Au football, les bagarres ne sont pas permises. Au baseball non plus, et c'est la même chose dans presque tous les sports, où les règles sont appliquées à la lettre, lorsqu'elles existent. Car il y a surtout, dans ces sports, une culture où la violence n'a pas sa place, contrairement au hockey.

«On n'a pas le droit aux bagarres, tranche Pierre Dumont, l'ex-secondeur de ligne des Alouettes, l'équipe de football montréalaise. On les tolère au hockey, mais pas au football, où le jeu est tellement robuste. Les joueurs ont plus de respect entre eux et il n'y a pas de "goons" comme au hockey.»

Dumont portait le no 41 des Alouettes de 1966 à 1969 avant de devenir analyste de football à la radio et la télévision tout en enseignant l'éducation physique au cégep Ahuntsic, à Montréal.
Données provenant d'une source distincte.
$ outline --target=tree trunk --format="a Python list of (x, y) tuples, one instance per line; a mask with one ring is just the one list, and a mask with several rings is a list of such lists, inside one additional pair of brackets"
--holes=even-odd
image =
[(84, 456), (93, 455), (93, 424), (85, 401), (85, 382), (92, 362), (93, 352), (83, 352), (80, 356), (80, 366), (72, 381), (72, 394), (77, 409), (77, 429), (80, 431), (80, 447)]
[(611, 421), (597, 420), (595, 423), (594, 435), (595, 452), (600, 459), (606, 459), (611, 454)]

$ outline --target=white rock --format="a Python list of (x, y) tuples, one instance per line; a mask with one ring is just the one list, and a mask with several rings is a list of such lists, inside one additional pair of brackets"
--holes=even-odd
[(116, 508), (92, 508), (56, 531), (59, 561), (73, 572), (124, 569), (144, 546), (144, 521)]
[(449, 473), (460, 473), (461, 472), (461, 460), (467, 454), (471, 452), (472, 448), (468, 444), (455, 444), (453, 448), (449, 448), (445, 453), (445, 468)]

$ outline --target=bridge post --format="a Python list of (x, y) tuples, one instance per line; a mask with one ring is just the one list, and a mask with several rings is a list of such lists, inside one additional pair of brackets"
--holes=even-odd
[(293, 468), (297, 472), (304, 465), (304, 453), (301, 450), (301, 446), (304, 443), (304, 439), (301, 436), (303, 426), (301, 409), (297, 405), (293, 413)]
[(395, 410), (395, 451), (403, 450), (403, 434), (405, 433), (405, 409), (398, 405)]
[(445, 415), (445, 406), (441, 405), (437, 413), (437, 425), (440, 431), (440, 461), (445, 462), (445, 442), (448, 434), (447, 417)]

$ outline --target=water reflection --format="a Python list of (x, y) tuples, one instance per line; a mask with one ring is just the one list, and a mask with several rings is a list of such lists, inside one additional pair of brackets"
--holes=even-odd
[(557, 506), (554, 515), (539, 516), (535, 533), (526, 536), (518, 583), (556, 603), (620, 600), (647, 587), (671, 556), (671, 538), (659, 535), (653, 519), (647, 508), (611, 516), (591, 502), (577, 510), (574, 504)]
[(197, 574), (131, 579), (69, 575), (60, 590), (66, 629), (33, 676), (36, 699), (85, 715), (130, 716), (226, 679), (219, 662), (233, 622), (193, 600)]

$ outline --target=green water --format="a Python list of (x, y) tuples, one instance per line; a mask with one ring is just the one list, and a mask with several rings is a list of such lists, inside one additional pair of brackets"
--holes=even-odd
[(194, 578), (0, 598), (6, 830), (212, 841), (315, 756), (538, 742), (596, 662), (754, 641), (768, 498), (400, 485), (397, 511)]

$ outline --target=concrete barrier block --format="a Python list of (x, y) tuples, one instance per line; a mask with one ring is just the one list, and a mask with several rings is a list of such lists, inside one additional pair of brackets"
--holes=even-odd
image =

À ses yeux, le football professionnel a évolué pour le mieux depuis l'époque «oeil pour oeil, dent pour dent» qui prévalait dans les années 1950.

«Il y avait plus de violence [gratuite] auparavant, soutient Dumont. Il se donnait des coups de poing par en dessous. Maintenant avec l'Association, les joueurs ont plus de respect entre eux. Dans les années 1940, 1950, 1960, il n'était pas rare de voir du sang couler au visage. Aujourd'hui, les chocs sont plus violents, mais les joueurs se respectent. Ils ne cherchent pas à blesser leurs adversaires.»

Au baseball, il fut un temps où les mêlées générales étaient courantes en saison régulière. Un certain Ty Cobb était connu pour aiguiser ses crampons dans le but d'intimider les joueurs de champ intérieur lorsqu'il glissait au deuxième but.

Aujourd'hui, la violence se limite surtout aux collisions au deuxième but ou au marbre. Il s'ensuit parfois des bousculades, mais rarement une bagarre comme à l'époque de Ty Cobb. Parfois, des mêlées générales éclatent quand un frappeur veut s'en prendre à un lanceur qui l'a atteint d'un tir à l'intérieur. D'ailleurs, quand l'arbitre estime qu'un lanceur a visé un frappeur volontairement, il sert un avertissement aux deux équipes, les prévenant que des expulsions suivront s'il y a récidive.

Dans la plupart des sports, les arbitres appliquent en effet les règles à la lettre. La culture passe donc aussi par le règlement et son application. «Il n'y a pas de passe-droits, explique Pierre Dumont. Le règlement, c'est le règlement.»

Au football, il y a par exemple une pénalité de 15 verges imposée à tout joueur qui nargue ou ridiculise un adversaire. Il n'y a pas de violence, mais «ce n'est pas du fair-play. On exagère».

Il ajoute que la culture du football est directement liée aux milieux collégiaux et universitaires, d'où provient la majorité des joueurs et entraîneurs. «Les entraîneurs ont une meilleure formation et on n'enseigne pas les méthodes déloyales à la Ralph Goldston», dit-il. Cet ancien entraîneur des Alouettes, dans les années 1960, était un dur qui avait peu de respect pour ses adversaires. Dans son équipe, «il y avait des primes si on blessait un joueur étoile», révèle Dumont.

Un montant de 250 $ fut d'ailleurs promis au joueur qui réussirait à sortir du match le quart étoile des Rough Riders d'Ottawa, Russ Jackson. Malgré cela, celui-ci n'a jamais raté un match en raison d'une blessure, durant toute sa carrière.